Design and Reprogrammability of Zero Modes in 2D Materials from a Single Element
Daniel Revier, Molly Carton, Jeffrey I. Lipton

TL;DR
This paper introduces a method to design and reprogram zero modes in 2D extremal materials, enabling dynamic control over their elastic properties through in situ reconfiguration of straight-line mechanisms and symmetry.
Contribution
It presents a novel explicit strategy for defining and reprogramming zero modes in 2D extremal materials using straight-line mechanisms and symmetry, validated experimentally and via simulations.
Findings
Successfully reprogrammed zero modes in square and hexagonal lattices.
Enabled reversible interpolation between different extremal behaviors.

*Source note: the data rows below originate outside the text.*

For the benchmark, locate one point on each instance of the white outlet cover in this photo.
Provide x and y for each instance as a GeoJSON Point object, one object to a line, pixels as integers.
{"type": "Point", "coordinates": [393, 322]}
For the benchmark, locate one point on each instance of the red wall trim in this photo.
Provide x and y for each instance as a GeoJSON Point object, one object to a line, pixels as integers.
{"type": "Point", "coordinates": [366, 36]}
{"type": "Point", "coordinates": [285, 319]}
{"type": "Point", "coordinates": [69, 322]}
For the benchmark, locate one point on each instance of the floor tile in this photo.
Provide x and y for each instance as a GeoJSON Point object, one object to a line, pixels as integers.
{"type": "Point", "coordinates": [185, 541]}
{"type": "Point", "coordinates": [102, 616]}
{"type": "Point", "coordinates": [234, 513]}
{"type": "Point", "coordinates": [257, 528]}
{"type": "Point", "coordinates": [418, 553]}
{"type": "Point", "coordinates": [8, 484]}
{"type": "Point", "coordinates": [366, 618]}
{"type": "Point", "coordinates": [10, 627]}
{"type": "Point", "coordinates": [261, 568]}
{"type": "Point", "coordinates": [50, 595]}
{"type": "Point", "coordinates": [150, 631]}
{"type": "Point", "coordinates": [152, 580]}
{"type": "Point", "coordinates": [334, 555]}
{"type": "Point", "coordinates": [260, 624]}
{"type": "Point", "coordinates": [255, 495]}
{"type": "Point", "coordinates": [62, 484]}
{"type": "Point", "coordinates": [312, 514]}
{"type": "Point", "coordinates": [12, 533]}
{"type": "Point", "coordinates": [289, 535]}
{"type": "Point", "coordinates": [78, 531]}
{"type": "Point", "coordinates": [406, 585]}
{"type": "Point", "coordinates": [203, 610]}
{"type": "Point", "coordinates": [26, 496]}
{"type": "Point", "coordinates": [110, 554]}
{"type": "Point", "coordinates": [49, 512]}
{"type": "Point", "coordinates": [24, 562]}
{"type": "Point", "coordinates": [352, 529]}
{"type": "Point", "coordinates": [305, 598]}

Achieved dynamic tuning of material properties like Poisson's ratio and chirality.
Abstract
Mechanical extremal materials, a class of metamaterials that exist at the bounds of elastic theory, possess the extraordinary capability to engineer any desired elastic behavior by harnessing mechanical zero modes -- deformation modes that demand minimal or, ideally, no elastic energy. However, the potential for arbitrary construction and reprogramming of metamaterials remains largely unrealized, primarily due to significant challenges in qualitatively transforming zero modes within the confines of existing metamaterial design frameworks. This work presents a method for explicitly defining and in situ reprogramming zero modes of two-dimensional extremal materials by employing straight-line mechanisms (SLMs) and planar symmetry, which prescribe and coordinate the zero modes, respectively. We validate the concept experimentally on square-symmetric lattices and corroborate its generality…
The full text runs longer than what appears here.